SWAN: CERN's Jupyter-based interactive data analysis service
SWAN, CERNs service for web-based analysis, leverages the power of Jupyter to provide the high energy physics community access to state-of-the-art infrastructure and services through a web service. Diogo Castro offers an overview of SWAN and explains how researchers and students are using it in their work.

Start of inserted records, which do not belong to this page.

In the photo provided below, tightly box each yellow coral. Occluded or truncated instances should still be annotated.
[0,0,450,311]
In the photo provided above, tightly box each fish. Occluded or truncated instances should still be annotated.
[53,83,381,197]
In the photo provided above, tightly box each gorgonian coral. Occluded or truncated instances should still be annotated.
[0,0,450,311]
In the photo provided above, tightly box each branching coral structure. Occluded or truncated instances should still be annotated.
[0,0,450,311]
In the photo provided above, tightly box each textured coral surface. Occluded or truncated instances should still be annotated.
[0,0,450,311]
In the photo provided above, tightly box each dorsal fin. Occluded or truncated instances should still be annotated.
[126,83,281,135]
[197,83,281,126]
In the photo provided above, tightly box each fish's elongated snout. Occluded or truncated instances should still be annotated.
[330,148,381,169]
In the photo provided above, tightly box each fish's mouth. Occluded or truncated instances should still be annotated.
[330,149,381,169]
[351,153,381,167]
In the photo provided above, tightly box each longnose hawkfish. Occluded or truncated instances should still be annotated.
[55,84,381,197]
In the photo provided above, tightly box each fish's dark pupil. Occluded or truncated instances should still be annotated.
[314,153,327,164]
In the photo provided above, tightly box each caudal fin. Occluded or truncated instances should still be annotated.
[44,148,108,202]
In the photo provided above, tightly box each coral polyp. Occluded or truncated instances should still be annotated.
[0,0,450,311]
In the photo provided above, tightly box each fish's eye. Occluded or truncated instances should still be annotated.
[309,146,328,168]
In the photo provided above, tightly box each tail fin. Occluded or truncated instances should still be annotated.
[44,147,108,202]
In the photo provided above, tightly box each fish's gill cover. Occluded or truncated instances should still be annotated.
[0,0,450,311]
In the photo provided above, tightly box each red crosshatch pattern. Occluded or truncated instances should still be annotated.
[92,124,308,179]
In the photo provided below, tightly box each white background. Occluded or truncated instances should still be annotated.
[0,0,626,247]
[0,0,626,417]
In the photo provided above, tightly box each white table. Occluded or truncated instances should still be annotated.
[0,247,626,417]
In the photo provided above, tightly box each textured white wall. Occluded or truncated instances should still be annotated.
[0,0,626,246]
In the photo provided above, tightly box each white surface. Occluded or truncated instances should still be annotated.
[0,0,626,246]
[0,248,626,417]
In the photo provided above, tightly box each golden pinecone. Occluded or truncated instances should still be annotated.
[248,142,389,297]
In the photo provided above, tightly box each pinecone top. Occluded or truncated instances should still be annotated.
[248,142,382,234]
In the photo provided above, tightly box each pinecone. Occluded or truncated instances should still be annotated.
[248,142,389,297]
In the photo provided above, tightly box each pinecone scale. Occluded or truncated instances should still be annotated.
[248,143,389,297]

Talk Title | SWAN: CERN's Jupyter-based interactive data analysis service |
Speakers | Diogo Castro (CERN) |
Conference | JupyterCon in New York 2018 |
Conf Tag | The Official Jupyter Conference |
Location | New York, New York |
Date | August 22-24, 2018 |
URL | Talk Page |
Slides | Talk Slides |
Video | |
Both CERN and high energy physics (HEP) in general face unprecedented challenges in data storage, processing, and analysis. The experiments of the Large Hadron Collider (LHC) are expected to reach one exabyte of physics data this year. After processing and filtering this data, interactivity takes particular importance in the last phases of analysis, where the final results are produced, namely in the form of plots. Jupyter’s ability to provide notebooks that merge a rich narrative made of code, text, and other media materials allows CERN to offer a web-based service that addresses the needs of the community. This service, called SWAN (an acronym for service for web-based analysis), provides the HEP community with an interactive interface to access data analysis tools, such as the ROOT framework. Moreover, SWAN integrates with CERN’s infrastructure more precisely, with users’ synchronized storage (CERNBox), computing resources, and experiments data and software. Diogo Castro offers an overview of SWAN and explains how the service is being used by researchers and students, both inside and outside CERN. Diogo also discusses the evolution of the service, especially the new SWAN interface, developed on top of Jupyter, which enables both easy sharing among users and connecting to Spark clusters.